Some of those who opposed the independence of the Balkan states did so because they believed that Yugoslavia was a socialist state. Many others who supported Slobodan Milošević, chose sides out of hatred of the United States, not of those whose lives were protected by NATO.
It goes without saying that a high proportion of those who stood up for Serbian hegemony were lunatics of the first order. Many of them were indeed Serb chauvinists and Muslim haters, who were proponents of the ethnic cleansing and murder of non-Serb groups. Nevertheless, the involvement of such high profile intellectuals as the late Harold Pinter gave the campaign a certain aura of seriousness and respectability.
So it is with another campaign: the promotion of a single state encompassing both Israel and Palestine. There is nothing intrinsically anti-Muslim about calling for the reconquest of Gaza and the disbanding of the Palestinian Authority, just as one could call for the re-absorption of Israel into an Arab or Muslim state without being a Jew-hater. However, such campaigns are likely to attract a pretty high proportion of those with a deep seated loathing of Palestinians or Jews.
So, here is Rabbi Danny Rich of Liberal Judaism, who introduced a talk by Jeff Halper, an American who supports a single state of Palestine that would replace Israel:
Jews For Justice For Palestinians have booked the Montagu Centre on a number of occasions.
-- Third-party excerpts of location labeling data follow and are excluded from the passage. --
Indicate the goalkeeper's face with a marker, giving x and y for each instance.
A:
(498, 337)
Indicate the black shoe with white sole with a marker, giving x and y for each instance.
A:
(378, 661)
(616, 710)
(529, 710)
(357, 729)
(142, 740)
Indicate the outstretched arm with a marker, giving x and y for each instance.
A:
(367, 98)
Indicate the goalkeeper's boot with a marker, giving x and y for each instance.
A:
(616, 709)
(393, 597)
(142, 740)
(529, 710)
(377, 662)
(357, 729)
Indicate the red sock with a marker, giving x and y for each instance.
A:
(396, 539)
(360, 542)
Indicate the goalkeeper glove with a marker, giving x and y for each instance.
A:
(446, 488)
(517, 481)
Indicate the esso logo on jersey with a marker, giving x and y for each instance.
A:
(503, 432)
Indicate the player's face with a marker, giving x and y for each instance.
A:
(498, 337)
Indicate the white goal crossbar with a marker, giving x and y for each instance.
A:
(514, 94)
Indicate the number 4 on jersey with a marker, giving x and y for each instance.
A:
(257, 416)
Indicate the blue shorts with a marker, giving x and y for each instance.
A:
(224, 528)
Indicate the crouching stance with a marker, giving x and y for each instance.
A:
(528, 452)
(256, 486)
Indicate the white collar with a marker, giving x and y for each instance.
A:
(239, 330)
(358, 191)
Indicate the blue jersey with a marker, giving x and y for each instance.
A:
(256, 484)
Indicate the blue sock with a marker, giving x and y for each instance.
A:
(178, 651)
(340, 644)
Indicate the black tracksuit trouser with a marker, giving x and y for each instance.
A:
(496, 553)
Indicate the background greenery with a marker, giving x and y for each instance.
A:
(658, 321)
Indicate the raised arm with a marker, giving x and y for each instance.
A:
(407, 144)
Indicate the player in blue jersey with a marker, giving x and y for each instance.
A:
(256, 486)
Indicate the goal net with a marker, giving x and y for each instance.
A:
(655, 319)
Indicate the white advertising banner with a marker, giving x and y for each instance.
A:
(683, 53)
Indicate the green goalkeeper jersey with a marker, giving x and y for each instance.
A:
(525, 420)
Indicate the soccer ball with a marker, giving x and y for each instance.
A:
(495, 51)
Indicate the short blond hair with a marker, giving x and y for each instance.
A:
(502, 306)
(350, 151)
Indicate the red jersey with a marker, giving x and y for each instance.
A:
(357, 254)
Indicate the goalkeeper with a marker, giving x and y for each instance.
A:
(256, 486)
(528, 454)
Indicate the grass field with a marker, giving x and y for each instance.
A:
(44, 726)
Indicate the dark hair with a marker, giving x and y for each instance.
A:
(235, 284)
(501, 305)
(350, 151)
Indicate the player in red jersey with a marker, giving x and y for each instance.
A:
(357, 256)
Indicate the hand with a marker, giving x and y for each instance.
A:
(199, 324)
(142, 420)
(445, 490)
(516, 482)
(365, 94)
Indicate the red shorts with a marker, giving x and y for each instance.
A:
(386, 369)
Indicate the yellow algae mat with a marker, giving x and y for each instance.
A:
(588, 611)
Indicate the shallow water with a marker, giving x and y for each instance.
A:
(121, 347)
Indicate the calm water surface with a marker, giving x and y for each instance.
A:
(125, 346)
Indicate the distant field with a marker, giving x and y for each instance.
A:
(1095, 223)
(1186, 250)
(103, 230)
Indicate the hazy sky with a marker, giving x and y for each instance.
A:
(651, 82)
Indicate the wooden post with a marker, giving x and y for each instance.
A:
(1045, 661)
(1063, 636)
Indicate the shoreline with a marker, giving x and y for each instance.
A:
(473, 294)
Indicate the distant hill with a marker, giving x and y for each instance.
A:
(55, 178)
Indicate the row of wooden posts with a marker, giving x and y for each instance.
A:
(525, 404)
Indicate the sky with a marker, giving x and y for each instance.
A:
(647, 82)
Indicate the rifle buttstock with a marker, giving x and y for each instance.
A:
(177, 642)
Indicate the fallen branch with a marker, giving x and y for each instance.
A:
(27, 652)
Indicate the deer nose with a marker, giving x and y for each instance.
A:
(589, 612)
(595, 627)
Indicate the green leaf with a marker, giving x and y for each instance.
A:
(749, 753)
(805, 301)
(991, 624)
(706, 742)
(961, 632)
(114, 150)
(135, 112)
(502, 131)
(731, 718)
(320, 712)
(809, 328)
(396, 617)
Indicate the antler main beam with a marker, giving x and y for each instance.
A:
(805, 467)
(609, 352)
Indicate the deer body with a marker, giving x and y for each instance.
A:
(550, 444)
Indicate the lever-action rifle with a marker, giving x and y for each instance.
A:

They pay more than an economic rent. It is not our custom to censure speakers. We have come under pressure both formally and informally to cancel this meeting. It is not appropriate to cancel this meeting as JFJFP have booked our hall many times before without any problem and we do not believe that the calling for a one state, and I believe that Jeff does not call for that anyway, is anti-Semitic.
“We”, in this context, must mean “Liberal Judaism”.
This, apparently, is what Halper believes:
There’s only one government in Israel and Palestine which is an Israeli government. There’s only one army, one electrical system, one highway system and one water system. Israel has made that, now we can’t blame the Arabs for that. They accepted the two-state solution publicly in 1988. We made this a binational state and we have to accept responsibility for what we do. We made our bed and we have to lie in it, which means a one-state solution which is either binational or a democratic unitary state. I’m not advocating it. I think a one-state solution is a challenge, I think it’s just, I would like to go that way. You can’t keep advocating for a two-state solution when Israel has eliminated the two state solution.
Precisely the same argument might be made for a Greater Serbia. However, as we have seen, it is possible for national groups to gain independence and establish self governance, even when they have been single states for some time.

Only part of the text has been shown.